You also experience the same failure again and again as I have experienced. You also experience the same failure again and again as Buddha or Saraha has experienced. Then what is the difference? You experience the failure, but you don't learn anything from it. That is the only difference. The moment you start learning from it, you will be a Buddha.
One experience, another experience, another experience, but you don't put all the experiences together -- you don't conclude! You say, "This woman proved horrible, okay -- but there are millions of women. I will find another." This woman proves a failure again, you again start hoping, dreaming you will find another: "It does not mean that all women have failed if one woman has failed. It does not mean that one man has failed so all men have failed." You go on hoping, you go on hoping -- the hope goes on winning over your experience, and you never learn.
One relationship becomes a bondage; you feel that something has gone wrong -- next time you will make all the efforts not to make it a bondage. But you are not going to succeed -- because success is not in the very nature of things here. Failure is the only possibility: success is impossible.
The day you recognize that failure is the only possibility, that ALL rainbows are false, and all happinesses that glitter and shine from far away and attract you like magnets, are just empty dreams, desires, you are deluding yourself -- the day you recognize the fact, a turning, a conversion, a new being is born.

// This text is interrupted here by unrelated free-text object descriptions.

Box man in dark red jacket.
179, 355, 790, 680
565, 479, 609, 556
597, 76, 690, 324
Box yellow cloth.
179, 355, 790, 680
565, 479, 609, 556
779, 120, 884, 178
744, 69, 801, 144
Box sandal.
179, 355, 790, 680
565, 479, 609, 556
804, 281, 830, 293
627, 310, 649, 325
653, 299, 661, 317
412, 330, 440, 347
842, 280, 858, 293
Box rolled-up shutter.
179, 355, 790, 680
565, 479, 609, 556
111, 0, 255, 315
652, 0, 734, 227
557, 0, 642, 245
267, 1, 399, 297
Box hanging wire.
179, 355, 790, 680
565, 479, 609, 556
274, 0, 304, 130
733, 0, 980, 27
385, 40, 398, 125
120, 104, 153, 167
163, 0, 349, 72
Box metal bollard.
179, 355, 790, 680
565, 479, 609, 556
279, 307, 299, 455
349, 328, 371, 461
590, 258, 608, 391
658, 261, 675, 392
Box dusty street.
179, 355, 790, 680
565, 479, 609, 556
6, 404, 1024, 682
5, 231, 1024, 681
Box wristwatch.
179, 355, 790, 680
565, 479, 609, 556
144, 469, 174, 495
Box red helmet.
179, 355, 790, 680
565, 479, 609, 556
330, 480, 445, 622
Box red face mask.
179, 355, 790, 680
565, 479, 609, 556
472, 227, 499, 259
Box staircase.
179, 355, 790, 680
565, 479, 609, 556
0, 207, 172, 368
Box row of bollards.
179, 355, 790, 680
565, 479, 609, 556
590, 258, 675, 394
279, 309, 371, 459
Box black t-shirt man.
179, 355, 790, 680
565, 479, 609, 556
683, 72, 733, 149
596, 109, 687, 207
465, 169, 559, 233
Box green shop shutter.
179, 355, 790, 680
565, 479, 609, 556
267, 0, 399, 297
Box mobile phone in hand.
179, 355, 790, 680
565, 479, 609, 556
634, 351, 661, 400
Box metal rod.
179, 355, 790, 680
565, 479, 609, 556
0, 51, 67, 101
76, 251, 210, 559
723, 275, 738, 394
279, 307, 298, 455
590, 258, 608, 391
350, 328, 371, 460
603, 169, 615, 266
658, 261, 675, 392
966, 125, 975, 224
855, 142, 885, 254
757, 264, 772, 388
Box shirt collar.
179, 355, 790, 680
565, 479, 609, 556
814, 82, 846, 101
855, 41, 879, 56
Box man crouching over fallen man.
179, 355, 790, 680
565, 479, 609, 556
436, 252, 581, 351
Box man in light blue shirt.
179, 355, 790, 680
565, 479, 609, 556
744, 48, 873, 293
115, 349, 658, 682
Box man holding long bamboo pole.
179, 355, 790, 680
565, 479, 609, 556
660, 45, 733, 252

With a banging of doors and an angry swish of skirts, the hefty female entered the registrar's office.
"Did you or did you not issue this license for me to marry John Henry?" she snapped, slamming a document on the table.
The registrar inspected it closely through his glasses. "Yes, madam," he said cautiously, "I believe I did. Why?"
''Well, what are you going to do about it?" she screamed. "He's escaped!"

All relationships are just beautiful on the surface; deep down they are a sort of bondage. I am not saying don't relate to people; I am saying relate, but never think that any relationship is going to give you happiness. Relate! Of course, you will have to relate -- you are in the world. You have to relate to people, but no relationship is going to give you happiness -- because it never comes from the outside. It always glows from the inside, it always flows from the inside.
And Saraha says: The man who believes that it comes from the outside is a beast -- he is a PASHU -- he is in bondage. And the man who recognizes the fact that it never comes from the outside, whenever it comes it comes from the inside, is free. He is a man; he is really a man, he is no more a beast. With that freedom man is born.

BEASTS DO NOT UNDERSTAND THE WORLD
TO BE A SORRY PLACE. NOT SO THE WISE
WHO THE HEAVENLY NECTAR DRINK...

What is this heavenly nectar? It is symbolic of the honey that you have already in your mouth -- and you have not tasted it. You don't have any time to taste it. The whole world is too much, and you are rushing from one place to another. You don't have any time to taste the honey that is already there.
That is the heavenly nectar -- if you taste it, you are in heaven. If you taste it, then there is no death -- that's why it is called'heavenly nectar': you become an immortal. You are an immortal. You have not seen it, but you ARE an immortal. There is no death: you are deathless. The SKY is deathless: only clouds are born and die. Rivers are born and die: the sea is deathless. So are you.

SARAHA says these sutras to the king. Saraha is not trying to convince him logically. In fact, he is simply making his being available to him. And he is giving him a new gestalt -- to look at Saraha. Tantra is a new gestalt to look at life. And I have never come across anything more profound than Tantra.